Heartstopper Glass Cup Set by PattikosCreations
Since I’m talking about queer comics in this newsletter, it seemed like a good time to highlight some Heartstopper goodies. There are so many adorable options on Etsy to choose from, though! I couldn’t resist these glass cups with matching boba straws. $32+
And Other Mistakes by Erika Turner (Sapphic YA Contemporary)
Aaliyah is a track star who hasn’t managed to successfully run from her problems. She was outed to her religious mother, and kissing her best friend turned out to be a mistake. Now, she’s trying to rebuild after everything fell apart — but the cute new girl on the team adds another complication.
Always the Almost by Edward Underhill (Queer Trans YA Contemporary)

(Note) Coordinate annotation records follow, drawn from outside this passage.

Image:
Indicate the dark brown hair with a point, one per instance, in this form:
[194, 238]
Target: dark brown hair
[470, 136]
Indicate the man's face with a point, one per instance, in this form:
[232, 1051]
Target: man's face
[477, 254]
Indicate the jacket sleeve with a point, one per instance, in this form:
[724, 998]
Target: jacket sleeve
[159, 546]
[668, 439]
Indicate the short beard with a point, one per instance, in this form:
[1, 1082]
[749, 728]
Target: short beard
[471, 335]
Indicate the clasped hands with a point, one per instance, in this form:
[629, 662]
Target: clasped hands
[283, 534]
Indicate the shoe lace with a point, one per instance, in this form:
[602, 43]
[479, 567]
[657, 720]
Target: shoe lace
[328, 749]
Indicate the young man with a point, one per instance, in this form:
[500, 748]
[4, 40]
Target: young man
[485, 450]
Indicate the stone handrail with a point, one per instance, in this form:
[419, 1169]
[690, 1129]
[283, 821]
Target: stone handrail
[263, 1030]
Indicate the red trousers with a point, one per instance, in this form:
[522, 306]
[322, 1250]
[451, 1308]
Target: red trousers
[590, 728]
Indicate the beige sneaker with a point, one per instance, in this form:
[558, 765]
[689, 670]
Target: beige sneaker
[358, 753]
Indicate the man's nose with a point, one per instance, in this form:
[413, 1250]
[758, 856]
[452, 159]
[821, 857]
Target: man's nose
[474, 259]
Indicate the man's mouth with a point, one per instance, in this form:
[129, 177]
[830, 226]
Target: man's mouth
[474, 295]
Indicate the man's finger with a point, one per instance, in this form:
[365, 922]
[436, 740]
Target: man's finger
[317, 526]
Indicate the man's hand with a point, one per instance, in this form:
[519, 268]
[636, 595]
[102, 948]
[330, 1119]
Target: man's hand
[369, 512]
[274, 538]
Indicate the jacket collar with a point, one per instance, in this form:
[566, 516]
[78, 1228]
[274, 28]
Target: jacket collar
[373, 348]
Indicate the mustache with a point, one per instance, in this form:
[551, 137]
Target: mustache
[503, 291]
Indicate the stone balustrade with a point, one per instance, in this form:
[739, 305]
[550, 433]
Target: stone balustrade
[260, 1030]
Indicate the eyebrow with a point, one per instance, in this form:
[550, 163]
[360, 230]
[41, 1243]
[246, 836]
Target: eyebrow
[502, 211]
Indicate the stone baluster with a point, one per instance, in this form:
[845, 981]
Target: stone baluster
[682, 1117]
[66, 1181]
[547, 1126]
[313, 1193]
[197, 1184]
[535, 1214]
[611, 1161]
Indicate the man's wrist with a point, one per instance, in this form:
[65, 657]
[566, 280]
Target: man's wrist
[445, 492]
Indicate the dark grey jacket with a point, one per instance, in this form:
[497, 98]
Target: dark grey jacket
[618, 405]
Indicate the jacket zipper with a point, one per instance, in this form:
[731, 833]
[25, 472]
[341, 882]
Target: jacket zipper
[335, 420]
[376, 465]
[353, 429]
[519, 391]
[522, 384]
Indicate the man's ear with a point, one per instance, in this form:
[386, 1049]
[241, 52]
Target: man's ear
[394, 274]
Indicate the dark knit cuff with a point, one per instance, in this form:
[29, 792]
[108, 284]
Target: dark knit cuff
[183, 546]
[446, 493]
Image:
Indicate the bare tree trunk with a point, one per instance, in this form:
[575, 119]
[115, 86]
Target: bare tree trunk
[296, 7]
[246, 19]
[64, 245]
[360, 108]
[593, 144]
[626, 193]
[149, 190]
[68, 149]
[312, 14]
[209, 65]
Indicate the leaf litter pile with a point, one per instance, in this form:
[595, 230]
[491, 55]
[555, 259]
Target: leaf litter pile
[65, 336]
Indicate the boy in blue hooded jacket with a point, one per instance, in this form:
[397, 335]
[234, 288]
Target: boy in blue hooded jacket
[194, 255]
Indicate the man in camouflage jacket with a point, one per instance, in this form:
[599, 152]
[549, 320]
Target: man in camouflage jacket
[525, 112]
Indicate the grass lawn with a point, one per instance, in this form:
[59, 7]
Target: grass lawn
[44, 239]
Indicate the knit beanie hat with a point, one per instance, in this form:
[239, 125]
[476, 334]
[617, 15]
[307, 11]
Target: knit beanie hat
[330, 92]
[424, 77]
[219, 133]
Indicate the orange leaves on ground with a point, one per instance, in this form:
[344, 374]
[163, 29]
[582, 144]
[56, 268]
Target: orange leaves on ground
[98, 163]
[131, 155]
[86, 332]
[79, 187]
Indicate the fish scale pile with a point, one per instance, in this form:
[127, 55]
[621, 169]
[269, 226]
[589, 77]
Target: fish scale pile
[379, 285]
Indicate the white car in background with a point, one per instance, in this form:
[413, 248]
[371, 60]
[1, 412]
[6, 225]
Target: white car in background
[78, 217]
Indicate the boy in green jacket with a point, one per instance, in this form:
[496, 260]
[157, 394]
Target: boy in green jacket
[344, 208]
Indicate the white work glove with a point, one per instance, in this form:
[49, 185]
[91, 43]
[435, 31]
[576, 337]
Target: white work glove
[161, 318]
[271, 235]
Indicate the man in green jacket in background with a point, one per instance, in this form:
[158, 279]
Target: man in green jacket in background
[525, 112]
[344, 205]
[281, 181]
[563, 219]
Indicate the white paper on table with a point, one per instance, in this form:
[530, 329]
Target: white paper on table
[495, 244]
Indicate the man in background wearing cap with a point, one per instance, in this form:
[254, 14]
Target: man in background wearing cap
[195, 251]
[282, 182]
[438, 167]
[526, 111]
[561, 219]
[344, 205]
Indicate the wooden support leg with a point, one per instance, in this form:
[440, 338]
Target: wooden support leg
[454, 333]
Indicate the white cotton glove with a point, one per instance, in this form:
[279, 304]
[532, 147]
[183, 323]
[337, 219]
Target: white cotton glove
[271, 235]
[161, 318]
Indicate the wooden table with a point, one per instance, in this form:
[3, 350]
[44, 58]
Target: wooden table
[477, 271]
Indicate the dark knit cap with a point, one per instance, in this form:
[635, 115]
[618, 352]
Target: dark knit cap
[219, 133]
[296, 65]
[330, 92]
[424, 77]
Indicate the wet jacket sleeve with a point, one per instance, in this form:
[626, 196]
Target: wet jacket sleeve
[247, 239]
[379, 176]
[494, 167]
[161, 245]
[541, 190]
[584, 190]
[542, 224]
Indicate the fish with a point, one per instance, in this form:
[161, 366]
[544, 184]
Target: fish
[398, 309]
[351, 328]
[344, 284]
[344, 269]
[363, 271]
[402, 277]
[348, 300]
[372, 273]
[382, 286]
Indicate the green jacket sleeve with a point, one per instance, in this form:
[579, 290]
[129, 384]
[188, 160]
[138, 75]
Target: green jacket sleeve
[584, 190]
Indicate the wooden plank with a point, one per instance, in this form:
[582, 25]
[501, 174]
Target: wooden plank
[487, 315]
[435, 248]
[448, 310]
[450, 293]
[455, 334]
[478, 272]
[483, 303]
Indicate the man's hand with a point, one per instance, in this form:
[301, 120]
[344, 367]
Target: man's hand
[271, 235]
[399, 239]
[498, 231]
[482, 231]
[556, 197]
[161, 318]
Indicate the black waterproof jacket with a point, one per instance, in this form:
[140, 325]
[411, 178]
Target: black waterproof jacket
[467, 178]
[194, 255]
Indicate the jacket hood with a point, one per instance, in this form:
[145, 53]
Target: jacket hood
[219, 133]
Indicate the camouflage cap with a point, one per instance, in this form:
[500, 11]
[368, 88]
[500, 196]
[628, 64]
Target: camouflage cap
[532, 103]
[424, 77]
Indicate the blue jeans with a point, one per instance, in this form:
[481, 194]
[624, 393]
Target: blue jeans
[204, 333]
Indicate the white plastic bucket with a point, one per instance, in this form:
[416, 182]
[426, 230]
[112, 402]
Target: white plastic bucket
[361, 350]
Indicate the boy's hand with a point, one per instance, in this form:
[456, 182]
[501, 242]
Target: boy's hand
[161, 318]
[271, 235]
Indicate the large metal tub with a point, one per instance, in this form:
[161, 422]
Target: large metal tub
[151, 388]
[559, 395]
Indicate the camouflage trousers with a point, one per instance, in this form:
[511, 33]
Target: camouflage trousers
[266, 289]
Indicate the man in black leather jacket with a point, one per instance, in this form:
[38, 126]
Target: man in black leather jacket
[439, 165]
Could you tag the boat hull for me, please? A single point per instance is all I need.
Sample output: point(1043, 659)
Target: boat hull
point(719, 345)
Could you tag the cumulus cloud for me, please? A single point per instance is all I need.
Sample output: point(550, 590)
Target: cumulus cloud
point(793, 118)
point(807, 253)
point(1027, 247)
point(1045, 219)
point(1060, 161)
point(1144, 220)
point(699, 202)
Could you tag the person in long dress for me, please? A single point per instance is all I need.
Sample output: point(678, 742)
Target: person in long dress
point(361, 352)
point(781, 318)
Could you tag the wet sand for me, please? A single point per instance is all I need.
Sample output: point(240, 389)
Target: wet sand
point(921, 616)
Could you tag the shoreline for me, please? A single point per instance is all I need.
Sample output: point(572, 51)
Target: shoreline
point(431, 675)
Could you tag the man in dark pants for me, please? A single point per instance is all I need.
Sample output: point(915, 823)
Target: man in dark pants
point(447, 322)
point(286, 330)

Miles is a trans teen pianist who has two goals: win regionals and win back his ex-boyfriend, Shane. But Shane broke up with him weeks after Miles came out as trans, and now he’s ignoring him. Even his music isn’t an escape: his piano teacher keeps telling him he’s playing like he doesn’t know who he is. But then Eric shows up, and their fake dating scheme is quickly dropping the “fake” part. Maybe Eric is right, and the person Miles really needs to prove himself to is…himself.
Planning Perfect by Haley Neil (F/F Asexual YA Contemporary)
The Pledge by Cale Dietrich (Queer YA Thriller)
Juniper Harvey and the Vanishing Kingdom by Nina Varela (Sapphic Middle Grade Fantasy)
For more new releases, check out our New Books newsletter!
I’ve returned to the 2023 Read Harder Challenge for inspiration, and today I’m giving recs for task #8: Read a graphic novel/comic/manga if you haven’t before; or read one that is a different genre than you normally read.
How Do We Relationship? Vol. 1 by Tamifull
If you haven’t read manga before, a) I highly recommend giving it a try, and b) I think this is a great series to start with. It follows Miwa and Saeko, two queer college students who, after bemoaning the difficulty of finding other queer women, decide to start dating each other in a relationship of convenience. There are some fascinating conversations about romance and sex in this series, and in subsequent volumes, it goes in a direction I wasn’t expecting. It’s a little messy, but always interesting.
Fine: A Comic About Gender by Rhea Ewing
There’s a good chance you haven’t read a comic like this before, because it’s basically a documentary in comic form. Rhea Ewing interviews a ton of different people about their relationship to gender, and along the way, they discuss their own journey to coming out as nonbinary.